SETI Institute started small, with just one project — NASA’s SETI Program and two employees. Over the years, other research disciplines have been added to the Institute’s portfolio, all unified by their relevance to the search for, and understanding for, life beyond Earth. Today, the Institute has approximately 100 scientists and specialists in administration, education, and outreach.
SETI’s Citizen Scientist Program
The SETI Institute has partnered with Unistellar, a company aiming to revolutionize popular astronomy through the Enhanced Vision Telescope (eVscope). This innovative, mass-market digital telescope is compact enough to fit in a backpack.
The SETI Institute and Unistellar are engaging in a unique citizen science collaboration.
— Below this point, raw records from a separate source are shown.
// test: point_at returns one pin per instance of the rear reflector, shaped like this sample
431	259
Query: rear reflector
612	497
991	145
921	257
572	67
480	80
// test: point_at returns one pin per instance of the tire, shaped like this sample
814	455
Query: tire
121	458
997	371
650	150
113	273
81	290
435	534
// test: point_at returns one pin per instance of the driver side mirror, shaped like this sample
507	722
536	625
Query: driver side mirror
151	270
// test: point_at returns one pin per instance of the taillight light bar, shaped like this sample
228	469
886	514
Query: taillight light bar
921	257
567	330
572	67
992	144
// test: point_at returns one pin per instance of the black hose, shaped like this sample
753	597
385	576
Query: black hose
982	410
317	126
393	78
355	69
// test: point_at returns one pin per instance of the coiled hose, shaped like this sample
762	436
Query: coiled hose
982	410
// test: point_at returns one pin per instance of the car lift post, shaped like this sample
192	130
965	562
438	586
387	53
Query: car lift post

With a global network of over 8,000 users, SETI Institute researchers can quickly mobilize teams for observations, leading to significant scientific discoveries and contributions.
Franck Marchis, a senior planetary astronomer at the SETI Institute and chief scientific officer at Unistellar, and Thomas Esposito, research assistant focused on the architecture and evolution of exoplanetary systems, lead the scientific collaboration between the institute and Unistellar.
The following observations have been included:

Asteroids
Successful observation of the Trojan asteroid Eurybates, target of the NASA Lucy mission, as it crossed Europe, deriving for the first time its complex shape.

Exoplanets
An ongoing exoplanet detection program to help confirm exoplanet candidates identified by TESS by observing possible exoplanet transits from Earth

Planetary Defense
DART mission observations on Reunion Island and in Kenya successfully captured the impact, including the formation of clouds and material after impact, a brightening, a plume and later the formation of a faint tail of ejected material.

Comets
A new program to better understand the changing activity of comets as they approached the inner part of the solar system.

Transient Events
A new program to support surveys like ZTF and the upcoming Vera Rubin telescope, and monitor cosmic cataclysms, like super-novae.
Techtinium's Collaboration With The SETI Institute
We were tasked with several critical responsibilities to support this initiative:
- Pipeline Migration: Migrate all the data pipelines from AWS to GCP.
- Code Refactoring: Refactor and rewrite code where necessary.
- Environment Setup: Establish separate environments for testing and production.
- Pipeline Stability: Enhance pipeline stability.
Techtinium's Collaboration With The SETI Institute
- Version Control: Implemented Git for efficient version control and improved debugging with the logger library.
- Version Upgrades: Upgraded the Python server and resolved all dependency conflicts during the update process.
- Environment Tracking: Utilized pipenv as their virtualenv management tool to track all Python libraries, ensuring the reproducibility of code.
- Astrometry Software: Upgraded the astrometry software to perform WCS transformations, and stacking, of telescope data.
- Performance Comparison: Conducted root cause analysis to compare AWS and GCP pipeline performance, finding GCP pipelines to be faster.
- Cloud Logging: Implemented file logging accessible in GCP, enabling easy searchability of cloud logs.
- Code Quality: Addressed issues with the existing code, including numerous background processes. Improved logging with different log levels, for improved debugging.